Maryland's health insurance companies are concerned that a Trump administration decision to suspend payments that help to cover the costs of the sickest patients will further destabilize the market and could push them to seek even higher premiums on plans consumers already say are too expensive.
The Centers for Medicare and Medicaid Services (CMS), which administers ACA programs, said on Saturday that months-old conflicting court rulings related to the risk adjustment formula prevent them from making payments. Payments for 2017 are $10.4 billion.
Under the risk adjustment program, insurers with healthier patients pay those with sicker patients.
President Barack Obama's signature law, the Affordable Care Act was signed into law in March 2010.
The Risk adjustment formula is a key component of Obamacare, allowing for market stabilization. "As a result of this litigation, billions of dollars in risk adjustment payments and collections are now on hold", CMS Administrator Seema Verma said in a statement. Insurers say the sudden halting of those payments creates uncertainty at a critical time, as they are now developing their premiums for 2019.

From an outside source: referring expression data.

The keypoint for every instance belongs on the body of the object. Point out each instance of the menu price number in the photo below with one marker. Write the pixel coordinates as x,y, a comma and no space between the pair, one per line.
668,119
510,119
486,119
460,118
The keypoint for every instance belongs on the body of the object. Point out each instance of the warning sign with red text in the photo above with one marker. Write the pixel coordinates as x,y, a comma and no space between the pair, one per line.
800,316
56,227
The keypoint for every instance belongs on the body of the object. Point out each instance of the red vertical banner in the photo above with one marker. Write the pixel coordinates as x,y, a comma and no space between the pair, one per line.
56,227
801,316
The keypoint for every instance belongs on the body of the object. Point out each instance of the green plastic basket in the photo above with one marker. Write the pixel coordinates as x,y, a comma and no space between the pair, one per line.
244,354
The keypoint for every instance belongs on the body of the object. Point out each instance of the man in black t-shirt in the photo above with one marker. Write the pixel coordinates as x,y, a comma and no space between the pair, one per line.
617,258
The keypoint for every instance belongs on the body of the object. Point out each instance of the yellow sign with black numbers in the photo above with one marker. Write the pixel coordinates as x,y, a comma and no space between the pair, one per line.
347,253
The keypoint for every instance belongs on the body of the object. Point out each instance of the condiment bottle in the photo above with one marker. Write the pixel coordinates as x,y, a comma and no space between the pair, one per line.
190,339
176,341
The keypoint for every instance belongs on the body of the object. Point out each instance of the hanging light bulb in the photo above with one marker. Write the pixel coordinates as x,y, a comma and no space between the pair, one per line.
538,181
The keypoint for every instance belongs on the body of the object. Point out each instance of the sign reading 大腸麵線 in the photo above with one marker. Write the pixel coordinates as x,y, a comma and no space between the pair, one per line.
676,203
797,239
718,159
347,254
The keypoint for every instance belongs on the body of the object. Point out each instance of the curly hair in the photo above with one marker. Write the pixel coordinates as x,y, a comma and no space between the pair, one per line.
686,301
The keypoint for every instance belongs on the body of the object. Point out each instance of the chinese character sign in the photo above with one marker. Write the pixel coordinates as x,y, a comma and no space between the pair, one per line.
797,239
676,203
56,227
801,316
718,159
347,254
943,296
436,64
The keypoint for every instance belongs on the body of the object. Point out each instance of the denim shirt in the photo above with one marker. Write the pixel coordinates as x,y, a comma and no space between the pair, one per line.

In January this year, the federal district judge in MA upheld the methodology used by the federal government to calculate risk adjustment payments.
President Donald Trump's administration has used its regulatory powers to undermine Obamacare after the Republican-controlled Congress previous year failed to repeal and replace the law. "And costs for taxpayers will rise as the federal government spends more on premium subsidies".
"This action will significantly increase 2019 premiums for millions of individuals and small business owners and could result in far fewer health plan choices", Serota said in a statement. The agency says the court ruling also prevents it from collecting additional risk-adjustment funds until the issue is resolved.
The main insurance trade associations in Washington have been organizing calls with their member companies and trying to coordinate a response.
The suspension of the payments comes amid other efforts by the Trump administration to try to chip away at the landmark health care law. Overall, the momentum has been positive, with numerous major insurers following the broader market's upward momentum.
Trump and his team have continued to argue that the individual mandate is unconstitutional and has promised to refuse to defend any parts of Obamacare in court. "There is a need to analyze insurers case-by-case and account for their competitive landscapes", said Tinglong Dai, an associate professor of operations management and business analytics at the Johns Hopkins University Carey Business School.